Second, if, as is usually the case, the intention is to use the acid to treat parts of the formation at a significant distance away from the wellbore (usually in addition to treating parts of the formation nearer the wellbore), this may be very difficult to accomplish because if an acid is injected from the surface down a wellbore and into contact with the formation, the acid will naturally react with the first reactive material with which it comes into contact. Depending upon the nature of the well and the nature of the treatment, this first-contacted and/or first-reacted material may be a filtercake, may be the formation surface forming the wall of an uncased (or openhole) wellbore, may be the near-wellbore formation, or may be a portion of the formation that has the highest permeability to the fluid, or is in fluid contact with a portion of the formation that has the highest permeability to the fluid. In many cases, this may not be the formation (matrix) material with which the operator wants the acid to react. At best this may be wasteful of acid; at worst this may make the treatment ineffective or even harmful. In general, the higher the temperature the more reactive is the acid and the greater are the problems. This is usually a severe problem when at least some of the formation is carbonate, which is typically very reactive towards acid.

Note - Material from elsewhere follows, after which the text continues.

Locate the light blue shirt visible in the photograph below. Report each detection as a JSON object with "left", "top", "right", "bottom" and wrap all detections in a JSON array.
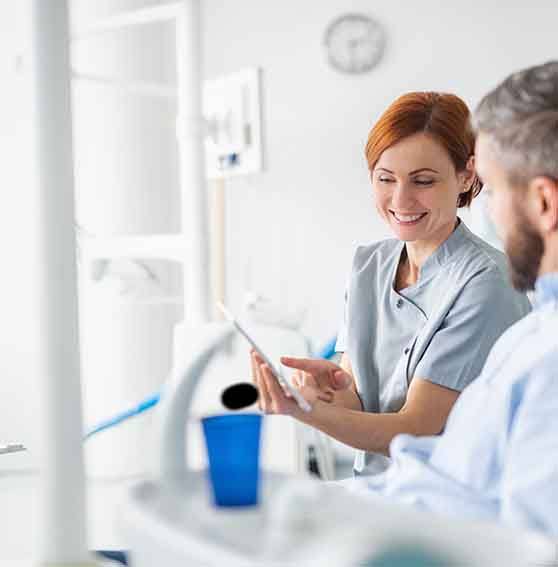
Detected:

Third, even when the acid has successfully been contacted with the desired region of the fracture face, there is sometimes a tendency for the acid to react evenly with the fracture faces, especially in localized regions, so that conductive channels along the fracture faces are not created by differential etching in such regions after fracture closure. This is most likely to occur when the rate of delivery of the acid to the reactive site (e.g. the fluid injection rate) is much lower than the rate of reaction of the acid.
There are several ways in which operators have dealt with these problems in the past. One method is to segregate the acid from the material with which reaction is not desired (such as wellbore metals or a near-wellbore reactive region of the formation). This is done, for example, by a) placing the acid in the internal phase of an emulsion (so-called “emulsified acid”) and then either causing or allowing the emulsion to invert at the time and place where reaction is desired or allowing slow transport of the acid across the phase boundaries, or b) encapsulating the acid, for example by the method described in U.S. Pat. No. 6,207,620, and then releasing the acid when and where it is needed. There are problems with these methods. Although emulsified acids are popular and effective, they require additional additives and specialized equipment and expertise, and may be difficult to control. A problem with the encapsulated acids is that the location and timing of release of the acid may be difficult to control. The release is brought about by either physical or chemical degradation of the coating. Physical damage to the encapsulating material, or incomplete or inadequate coating during manufacture, could cause premature release of the acid.
A second method is to delay formation of the acid. Templeton, et al., in “Higher pH Acid Stimulation Systems”, SPE paper 7892, 1979, described the hydrolysis of esters such as methyl formate and methyl acetate as in situ acid generators in the oilfield. They also described the reaction of ammonium monochloroacetic acid with water to generate glycolic acid and ammonium chloride in the oilfield. However, these acid precursors are liquids, and these reactions may take place rapidly as soon as the acid precursors contact water. A third method of encouraging differential etching is to fracture with a viscous non-acidic fluid and then to cause a less-viscous acid to finger through the viscous fluid.
There is a need for a method for acid fracturing of sandstones while minimizing the contact of acid with wellbore metals, minimizing contact of acid with the near wellbore formation early in the fracturing process, and creating highly conductive fractures along as much of the fracture length as possible; there is also a need for a solid non-acidic material that can be taken to a job site, added to water to produce a nearly neutral pH fluid slurry, and injected to provide the above results.